"As Few Able Bodied Men as Possible Will be Allowed to Gather on the Place": Emancipation, Disability, and Dependence in Union-Occupied Louisiana

Friday, January 2, 2015: 1:20 PM
Conference Room J (Sheraton New York)
William Pritchard, University at Buffalo (State University of New York)
My paper considers the ways that gender, age, and disability made the transition to freedom a harrowing experience for many emancipated slaves in Union-occupied Louisiana.  By 1864, the Department of the Gulf’s Bureau of Free Labor faced a significant problem in their attempts to resuscitate south Louisiana’s cash crop economy. Contract labor agreements, occupation government policies, and anti-vagrancy laws worked in concert to prescribe an idealized version of freedom: able-bodied men would remain in the countryside, work on contracts for wages, and support a family of dependents who would only perform minimal agricultural labor. However, during the war and in its immediate aftermath, many former slaves in Union-occupied Louisiana simply could not support themselves or their families through physical toil. As a result, nearly two thousand destitute freedpeople moved to home colonies.
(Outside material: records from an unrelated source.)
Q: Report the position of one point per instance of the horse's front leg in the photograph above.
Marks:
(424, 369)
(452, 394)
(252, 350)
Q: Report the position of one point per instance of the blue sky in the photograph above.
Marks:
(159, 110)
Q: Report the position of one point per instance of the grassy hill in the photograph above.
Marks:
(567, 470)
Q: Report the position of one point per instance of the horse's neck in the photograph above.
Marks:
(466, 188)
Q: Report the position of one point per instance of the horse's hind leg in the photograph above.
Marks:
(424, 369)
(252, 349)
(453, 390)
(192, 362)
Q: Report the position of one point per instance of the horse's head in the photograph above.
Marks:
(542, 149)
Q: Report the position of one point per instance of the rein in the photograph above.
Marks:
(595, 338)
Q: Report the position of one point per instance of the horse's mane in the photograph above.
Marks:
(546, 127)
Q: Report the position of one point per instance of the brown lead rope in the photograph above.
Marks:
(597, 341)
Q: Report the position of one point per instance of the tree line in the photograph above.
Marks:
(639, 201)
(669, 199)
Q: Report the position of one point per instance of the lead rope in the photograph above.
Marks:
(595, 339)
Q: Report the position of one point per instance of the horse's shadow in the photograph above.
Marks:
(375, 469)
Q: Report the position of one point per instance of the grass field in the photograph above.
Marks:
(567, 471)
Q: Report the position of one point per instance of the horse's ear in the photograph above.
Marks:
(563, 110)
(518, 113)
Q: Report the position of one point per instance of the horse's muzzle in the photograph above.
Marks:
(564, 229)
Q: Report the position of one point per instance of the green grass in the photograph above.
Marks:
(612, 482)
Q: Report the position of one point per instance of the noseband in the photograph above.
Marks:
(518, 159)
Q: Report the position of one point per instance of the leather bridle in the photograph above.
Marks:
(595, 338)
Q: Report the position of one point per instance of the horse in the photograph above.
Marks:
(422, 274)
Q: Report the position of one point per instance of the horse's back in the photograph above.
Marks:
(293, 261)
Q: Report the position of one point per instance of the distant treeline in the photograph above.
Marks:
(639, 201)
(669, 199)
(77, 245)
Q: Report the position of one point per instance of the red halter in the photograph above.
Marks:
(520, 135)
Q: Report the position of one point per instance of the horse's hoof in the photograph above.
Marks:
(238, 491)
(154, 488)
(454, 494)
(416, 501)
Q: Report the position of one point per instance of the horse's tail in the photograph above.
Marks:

Housed on abandoned plantations, the home colonies attempted to serve as a government safety net which would help former slaves who did not easily fit into the occupation government’s designs for an emancipated workforce, such as women and children, the elderly, and those with disabilities.  On the Department’s four home colonies, government officials were supposed to offer the emancipated left out by the transition to free labor a safe, healthful environment while ensuring that they worked as much as they could to avoid  becoming dependent on the federal government for subsistence.  The home colonies never accomplished these goals and were all closed by the 1866.  Instead, residents suffered from malnutrition, poor medical care, and inadequate shelter.